—No te vayas a suicidar sin haber terminado el suelo, Ted —le decía.
Aquella noche papá no se entretuvo con Gin y Tonic. El salón estaba tranquilo y silencioso. Papá seguía callado, con la mirada fija en el vacío. Al principio, el silencio era quebradizo, pero a medida que se prolongaba se fue consolidando hasta ser un gran silencio: la nada seguía a la nada, que al poco rato se vio seguida de una nada más profunda, mientras papá permanecía sentado, con ojos inmóviles pero cargados de saber. Me empezó a sudar la cabeza y sentí que la risa se me agolpaba en la garganta.

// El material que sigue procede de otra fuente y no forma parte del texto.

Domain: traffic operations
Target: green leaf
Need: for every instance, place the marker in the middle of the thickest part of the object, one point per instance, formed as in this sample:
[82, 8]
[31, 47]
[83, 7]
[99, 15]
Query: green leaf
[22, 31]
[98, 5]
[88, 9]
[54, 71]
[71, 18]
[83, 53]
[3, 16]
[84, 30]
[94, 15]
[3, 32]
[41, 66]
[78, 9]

Me pregunté si iba a tomarles el pelo, si les tendría allí sentados en silencio durante una hora (quizá hasta les soltaría alguna que otra frase mística de vez en cuando como: «Excremento seco corona la cabeza de la paloma») antes de volver a enfundarse su abrigo corto y volver caminando junto a su esposa, después de haber conseguido que la burguesía de Chislehurst alcanzara una conciencia exquisita de su vacío interior. ¿Se atrevería?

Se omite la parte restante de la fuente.